Packet Introduces Global ARMv8-A Bare Metal Cloud to Power Container and IoT Workloads
November 16, 2016

Packet announced a new ARMv8-A based on-demand server configuration, available to deploy in less than ten minutes from its data centers in Parsippany (NJ), Sunnyvale (CA), Amsterdam (NL) and Tokyo (JP).

The ARMv8-A option - powered by a pair of 48-core Cavium (NASDAQ: CAVM) ThunderX chips - offers a 64-bit ARM server with the same elastic benefits of Intel-powered solutions. The 2A server is available in minutes via API, portal or widely used DevOps tools such as Terraform and Ansible.

“Making a powerful, low-cost ARM compute node available to developers has been a dream of mine for years,” said Zachary Smith, CEO at Packet. “With the support of the Cavium and SoftBank teams, as well as our hardware and ecosystem partners, we’re thrilled that users can take advantage of ARMv8-A powered bare metal at this incredible price point with the same experience as our x86 solutions.”
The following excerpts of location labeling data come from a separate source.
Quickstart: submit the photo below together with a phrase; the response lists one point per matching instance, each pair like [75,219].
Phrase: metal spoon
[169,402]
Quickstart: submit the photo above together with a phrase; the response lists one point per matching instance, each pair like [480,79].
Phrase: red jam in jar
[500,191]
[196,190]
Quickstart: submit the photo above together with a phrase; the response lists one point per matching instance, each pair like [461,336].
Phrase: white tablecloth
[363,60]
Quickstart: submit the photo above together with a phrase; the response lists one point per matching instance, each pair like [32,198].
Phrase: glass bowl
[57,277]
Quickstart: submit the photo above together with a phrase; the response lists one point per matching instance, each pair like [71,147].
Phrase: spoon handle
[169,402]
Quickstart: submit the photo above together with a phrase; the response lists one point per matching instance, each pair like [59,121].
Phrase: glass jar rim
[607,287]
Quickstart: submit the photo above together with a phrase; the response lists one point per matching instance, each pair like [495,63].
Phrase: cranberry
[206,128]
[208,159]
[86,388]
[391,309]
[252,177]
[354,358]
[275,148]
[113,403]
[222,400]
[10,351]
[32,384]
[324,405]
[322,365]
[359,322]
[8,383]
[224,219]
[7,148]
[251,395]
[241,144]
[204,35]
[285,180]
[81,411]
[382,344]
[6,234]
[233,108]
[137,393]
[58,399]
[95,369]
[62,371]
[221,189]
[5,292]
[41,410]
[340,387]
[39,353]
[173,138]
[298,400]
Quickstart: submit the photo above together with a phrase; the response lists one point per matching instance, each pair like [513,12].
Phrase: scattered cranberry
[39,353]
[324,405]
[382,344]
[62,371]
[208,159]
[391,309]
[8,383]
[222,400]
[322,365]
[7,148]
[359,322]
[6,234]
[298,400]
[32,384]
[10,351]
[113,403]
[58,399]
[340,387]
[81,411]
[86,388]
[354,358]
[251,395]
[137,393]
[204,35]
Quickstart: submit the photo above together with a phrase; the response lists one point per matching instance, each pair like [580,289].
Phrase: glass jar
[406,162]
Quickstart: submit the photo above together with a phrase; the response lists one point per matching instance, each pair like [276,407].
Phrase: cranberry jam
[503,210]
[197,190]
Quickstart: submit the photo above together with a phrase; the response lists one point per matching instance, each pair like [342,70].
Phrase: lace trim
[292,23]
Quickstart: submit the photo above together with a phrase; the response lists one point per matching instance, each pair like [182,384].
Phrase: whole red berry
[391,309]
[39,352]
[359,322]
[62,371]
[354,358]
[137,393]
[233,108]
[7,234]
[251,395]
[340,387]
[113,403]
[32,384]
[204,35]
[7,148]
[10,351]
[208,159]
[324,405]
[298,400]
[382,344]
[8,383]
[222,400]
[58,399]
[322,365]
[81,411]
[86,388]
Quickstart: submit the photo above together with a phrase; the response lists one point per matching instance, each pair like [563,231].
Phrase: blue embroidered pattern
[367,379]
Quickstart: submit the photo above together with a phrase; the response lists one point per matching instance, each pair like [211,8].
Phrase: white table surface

Unlike lower-end ARMv7-A variants, the ARMv8-A architecture powering Packet’s bare metal Type 2A is designed for high density data center workloads and thrives on tasks like container-based applications, data processing, threaded application workloads and network heavy functions such as load balancing. To encourage rapid adoption, Packet also announced full 64-bit ARM support for Ubuntu 16.04, as well as a pipeline that includes CoreOS, FreeBSD and CentOS.

Cloud native (Docker, Kubernetes, Mesos) and the Internet of Things (IoT) are natural workloads for ARMv8-A as they are highly portable and do not require the same tie-in with Intel processors. Packet’s offering follows a recent investment by SoftBank, who acquired ARM Holdings for $32 billion in September.